No, not for Paul Krugman (congrats, Professor!) I mean the recent assertion by Horace Engdahl, permanent secretary of the Jury for the Nobel Prize in literature that:
"There is powerful literature in all big cultures, but you can't get away from the fact that Europe still is the centre of the literary world... not the United States... The US is too isolated, too insular. They don't translate enough and don't really participate in the big dialogue of literature... That ignorance is restraining."
There's an interesting rebuttal here from the Telegraph that you should check out. And here in the Telegraph is another article about the controversy (my favorite quote: "Put him in touch with me, I'll send him a reading list" touche!).
So since its been well covered elsewhere, I will simply throw open the comments to American writers we think are good Nobel candidates. I'll start things off with Don DeLillo, whose influence on (at least English language) writing is hard to understate and who has written at least three Great books (White Noise, Underworld and Libra). I would also say that, should his two theatrical works-in-progress works turn out to be as good as he's capable of, Tony Kushner would definitely be a good candidate in a couple of years (he's also written three Great plays: Angels, Caroline or Change and Hydriotaphia).
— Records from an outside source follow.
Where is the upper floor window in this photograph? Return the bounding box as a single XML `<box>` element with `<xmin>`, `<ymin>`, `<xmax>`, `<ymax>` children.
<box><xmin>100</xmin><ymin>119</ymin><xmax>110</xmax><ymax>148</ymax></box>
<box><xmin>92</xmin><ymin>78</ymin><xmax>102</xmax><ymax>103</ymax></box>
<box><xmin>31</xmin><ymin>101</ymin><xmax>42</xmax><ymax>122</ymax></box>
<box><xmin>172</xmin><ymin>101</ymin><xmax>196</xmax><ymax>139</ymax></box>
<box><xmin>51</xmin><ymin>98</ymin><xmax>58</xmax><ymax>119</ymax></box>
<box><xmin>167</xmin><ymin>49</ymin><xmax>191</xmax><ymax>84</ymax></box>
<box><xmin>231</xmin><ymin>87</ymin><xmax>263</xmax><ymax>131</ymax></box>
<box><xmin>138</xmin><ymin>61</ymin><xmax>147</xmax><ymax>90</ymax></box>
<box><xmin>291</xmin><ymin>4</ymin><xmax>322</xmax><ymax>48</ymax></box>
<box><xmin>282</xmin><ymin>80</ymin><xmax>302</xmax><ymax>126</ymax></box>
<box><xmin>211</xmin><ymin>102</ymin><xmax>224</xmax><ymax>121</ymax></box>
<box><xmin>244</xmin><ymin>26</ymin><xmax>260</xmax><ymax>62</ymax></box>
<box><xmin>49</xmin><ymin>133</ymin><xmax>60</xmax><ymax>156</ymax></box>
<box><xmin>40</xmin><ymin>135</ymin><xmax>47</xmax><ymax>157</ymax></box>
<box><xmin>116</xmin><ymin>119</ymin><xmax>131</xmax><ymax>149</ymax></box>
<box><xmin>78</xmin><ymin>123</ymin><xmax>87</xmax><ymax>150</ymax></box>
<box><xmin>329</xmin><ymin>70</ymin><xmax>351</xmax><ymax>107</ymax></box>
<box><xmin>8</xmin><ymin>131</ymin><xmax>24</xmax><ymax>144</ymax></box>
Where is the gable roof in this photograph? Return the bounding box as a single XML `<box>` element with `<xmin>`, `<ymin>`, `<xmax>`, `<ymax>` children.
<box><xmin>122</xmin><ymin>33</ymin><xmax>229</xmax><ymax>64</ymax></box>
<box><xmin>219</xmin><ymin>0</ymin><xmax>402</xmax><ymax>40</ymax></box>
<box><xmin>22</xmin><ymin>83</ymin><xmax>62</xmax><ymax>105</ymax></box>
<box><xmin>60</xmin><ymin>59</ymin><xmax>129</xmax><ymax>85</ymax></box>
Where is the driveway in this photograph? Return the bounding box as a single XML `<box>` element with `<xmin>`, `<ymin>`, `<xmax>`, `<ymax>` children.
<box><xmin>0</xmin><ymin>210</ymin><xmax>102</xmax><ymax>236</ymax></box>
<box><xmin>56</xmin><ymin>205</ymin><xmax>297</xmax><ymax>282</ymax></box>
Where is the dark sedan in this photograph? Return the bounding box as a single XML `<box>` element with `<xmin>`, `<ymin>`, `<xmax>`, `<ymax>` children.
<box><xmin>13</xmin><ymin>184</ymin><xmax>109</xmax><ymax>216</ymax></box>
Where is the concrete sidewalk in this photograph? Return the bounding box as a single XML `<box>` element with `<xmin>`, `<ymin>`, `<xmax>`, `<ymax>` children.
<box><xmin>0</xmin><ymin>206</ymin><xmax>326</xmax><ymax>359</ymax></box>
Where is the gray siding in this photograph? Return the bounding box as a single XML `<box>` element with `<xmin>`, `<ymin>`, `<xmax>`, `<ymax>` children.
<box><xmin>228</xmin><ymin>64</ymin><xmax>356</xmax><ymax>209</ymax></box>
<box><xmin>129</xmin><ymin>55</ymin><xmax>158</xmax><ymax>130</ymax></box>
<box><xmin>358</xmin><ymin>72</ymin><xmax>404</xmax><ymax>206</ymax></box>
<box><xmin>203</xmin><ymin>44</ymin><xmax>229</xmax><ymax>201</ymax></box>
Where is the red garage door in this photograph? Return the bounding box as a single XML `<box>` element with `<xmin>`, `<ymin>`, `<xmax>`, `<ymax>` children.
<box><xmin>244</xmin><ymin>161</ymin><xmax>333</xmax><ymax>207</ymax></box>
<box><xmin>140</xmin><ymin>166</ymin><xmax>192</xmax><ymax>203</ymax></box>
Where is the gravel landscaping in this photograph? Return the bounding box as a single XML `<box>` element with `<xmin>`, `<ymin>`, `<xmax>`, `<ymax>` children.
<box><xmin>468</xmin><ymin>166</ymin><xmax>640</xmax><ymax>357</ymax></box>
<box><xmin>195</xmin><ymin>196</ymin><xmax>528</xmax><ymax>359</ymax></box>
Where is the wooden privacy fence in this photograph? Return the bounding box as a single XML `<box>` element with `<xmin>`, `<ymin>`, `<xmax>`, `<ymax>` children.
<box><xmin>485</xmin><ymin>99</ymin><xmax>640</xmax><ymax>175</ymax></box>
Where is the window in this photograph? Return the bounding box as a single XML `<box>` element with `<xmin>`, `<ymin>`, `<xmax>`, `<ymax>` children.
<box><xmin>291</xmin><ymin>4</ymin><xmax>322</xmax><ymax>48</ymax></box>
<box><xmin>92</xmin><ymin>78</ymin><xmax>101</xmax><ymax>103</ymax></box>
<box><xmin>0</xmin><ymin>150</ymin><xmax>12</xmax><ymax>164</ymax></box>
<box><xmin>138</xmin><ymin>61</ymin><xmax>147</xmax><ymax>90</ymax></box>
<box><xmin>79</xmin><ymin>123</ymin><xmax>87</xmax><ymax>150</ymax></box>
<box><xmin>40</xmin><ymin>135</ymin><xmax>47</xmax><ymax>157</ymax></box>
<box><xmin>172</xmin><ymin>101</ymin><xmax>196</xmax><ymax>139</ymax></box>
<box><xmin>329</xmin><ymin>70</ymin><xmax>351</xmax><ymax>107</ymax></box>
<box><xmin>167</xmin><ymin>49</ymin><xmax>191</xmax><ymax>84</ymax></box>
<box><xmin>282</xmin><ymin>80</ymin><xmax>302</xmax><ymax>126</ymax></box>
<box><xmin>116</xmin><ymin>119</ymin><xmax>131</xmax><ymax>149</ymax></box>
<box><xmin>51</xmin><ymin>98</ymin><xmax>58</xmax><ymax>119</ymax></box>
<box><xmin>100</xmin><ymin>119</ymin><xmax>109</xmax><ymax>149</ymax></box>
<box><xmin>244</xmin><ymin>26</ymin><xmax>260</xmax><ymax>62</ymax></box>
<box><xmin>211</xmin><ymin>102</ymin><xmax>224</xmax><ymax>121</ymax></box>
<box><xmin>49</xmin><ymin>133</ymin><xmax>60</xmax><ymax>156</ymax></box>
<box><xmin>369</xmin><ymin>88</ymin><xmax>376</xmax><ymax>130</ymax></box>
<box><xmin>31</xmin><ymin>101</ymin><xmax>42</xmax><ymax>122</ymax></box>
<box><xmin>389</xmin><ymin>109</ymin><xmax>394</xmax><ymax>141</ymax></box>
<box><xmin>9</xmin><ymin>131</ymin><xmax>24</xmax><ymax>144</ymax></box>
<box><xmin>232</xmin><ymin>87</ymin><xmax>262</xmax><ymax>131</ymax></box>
Over to you guys in the comments.
Wait, wait, wait... we feel the need to assert our superiority over entire continents now?
"Fuck you, Europe, our culture is more cultured than all of your little tiny baby country cultures combined!"
I mean, yeah, it was a silly thing for Engdahl to say, but not because it was overly dismissive or derogatory. It seems like it should be self-evident. Europe's a god-damned continent, i.e. comprised of a number of different peoples with entirely divergent histories and cultures and etc. and so forth. America is the melting pot -- we have all those things, too, but we put them in one place.
So yeah, if you compare the two looking for the 'center of the literary world', Europe should get the auto-win mathematically. Doesn't mean America's any lesser, just less sprawling.
'Sides, he's got us on the translation thing. Even if early century avant garde isn't the prime seller, can't we get some of this shit in English, too? Please?
Posted by: Paul Rekk | October 13, 2008 at 04:33 PM
I have my share of issues with American literature (many many MANY issues). However, Engdahl's comment is staggeringly stupid. First of all, in what way is a whole continent, with the number of official languages in the three digits, a center of ANYTHING?
Secondly, I don't want a "big dialogue" of any art form, frankly. "Dialogues" lead to popularity contests, and if there's one paradigm shift that has to take place in 21st-century creativity it is the blockbuster mentality that ruined the artistic lanscape of the post-WWII era.
Thirdly, the statement that America is "isolated" and "insular" may seem harmless, but is actually based on aprofoundly Western-centric notion: America is isolated from the rest of the RICH countries, you see, and literature, effete and ponderous as it is, has no place amongst the uneducated masses of that "other" section of the world.